Many of my Texas clients also have offices in Colorado. Since that state legalized the recreational use of marijuana in November, I’ve begun receiving questions from my clients with locations in Colorado about their workplace drug use and testing policies. They want to understand their rights in light of the legality of marijuana in that state.

Legalized marijuana should be no more difficult for employers to handle than alcohol. If an employee is drunk on the job, you as an employer have a right to test him and to fire him for reporting to work under the influence of alcohol. An employee who is high on marijuana at work presents the same issue. However, marijuana shows up on drug tests long after the body has processed and gotten rid of alcohol. In other words, an employer testing on Monday won’t know that the employee was drunk on Friday night.  But if the employee got stoned on Friday night, testing on Monday will reveal that fact. Employers are therefore concerned that they won’t be able to fire an employee who tests positive for marijuana use but can’t be proven to be high at work. This generates anxiety for safety-conscious businesses.

At this point in time in the Fall of 2012, marijuana is still illegal in the United States, and therefore in every state. Just because an employee isn’t in violation of Colorado state law by smoking weed, he is still in violation of federal law and can be in violation of the employer’s substance abuse policy if it is well-written.
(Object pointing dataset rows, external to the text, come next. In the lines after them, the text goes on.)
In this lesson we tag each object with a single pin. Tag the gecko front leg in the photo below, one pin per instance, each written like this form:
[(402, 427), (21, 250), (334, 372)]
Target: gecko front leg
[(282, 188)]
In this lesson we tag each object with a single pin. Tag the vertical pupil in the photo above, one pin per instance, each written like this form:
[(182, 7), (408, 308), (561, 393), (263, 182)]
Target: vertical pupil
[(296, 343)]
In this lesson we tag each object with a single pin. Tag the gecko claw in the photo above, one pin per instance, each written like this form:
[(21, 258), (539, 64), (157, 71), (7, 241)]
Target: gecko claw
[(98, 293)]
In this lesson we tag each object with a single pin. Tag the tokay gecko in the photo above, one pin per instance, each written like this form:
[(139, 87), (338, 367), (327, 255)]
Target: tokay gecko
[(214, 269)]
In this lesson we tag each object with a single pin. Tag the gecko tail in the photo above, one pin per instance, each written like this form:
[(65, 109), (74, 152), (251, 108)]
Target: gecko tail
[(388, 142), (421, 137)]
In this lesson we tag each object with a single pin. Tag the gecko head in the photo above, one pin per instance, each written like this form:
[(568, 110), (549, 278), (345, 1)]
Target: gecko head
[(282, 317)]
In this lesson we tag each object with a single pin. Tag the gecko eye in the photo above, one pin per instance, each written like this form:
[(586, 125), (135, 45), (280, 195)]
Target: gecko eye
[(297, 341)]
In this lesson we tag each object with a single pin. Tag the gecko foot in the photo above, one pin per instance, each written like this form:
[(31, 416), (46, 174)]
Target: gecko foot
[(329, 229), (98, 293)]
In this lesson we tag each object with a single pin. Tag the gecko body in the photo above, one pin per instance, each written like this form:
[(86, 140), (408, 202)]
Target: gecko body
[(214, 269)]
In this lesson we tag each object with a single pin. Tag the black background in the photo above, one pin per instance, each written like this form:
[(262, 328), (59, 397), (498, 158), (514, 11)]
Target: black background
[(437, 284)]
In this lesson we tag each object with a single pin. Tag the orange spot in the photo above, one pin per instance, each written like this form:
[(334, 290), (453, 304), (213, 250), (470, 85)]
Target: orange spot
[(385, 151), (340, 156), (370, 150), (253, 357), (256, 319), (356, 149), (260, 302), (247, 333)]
Therefore, as an employer, make sure your policy states that, along with being under the influence at work, the use, possession or sale of illegal drugs is prohibited, and illegal drugs should be defined as any drug that is illegal under municipal, state and/or federal laws.

The federal Department of Transportation announced in December 2012 that state legalization of recreational pot would not change the rules prohibiting marijuana use by employees in safety-sensitive positions such as truck drivers, pilots and school bus drivers. Therefore, explaining away a positive test for marijuana by saying it was used legally in Colorado will not be an acceptable excuse and will still subject truck drivers, for example, to suspension of driving duties. Employers can take the same approach by letting employees know that the employer’s safety requirements will not be affected by state laws legalizing marijuana and that employees will still be subject to discipline up to and including termination for any drug test that shows marijuana use.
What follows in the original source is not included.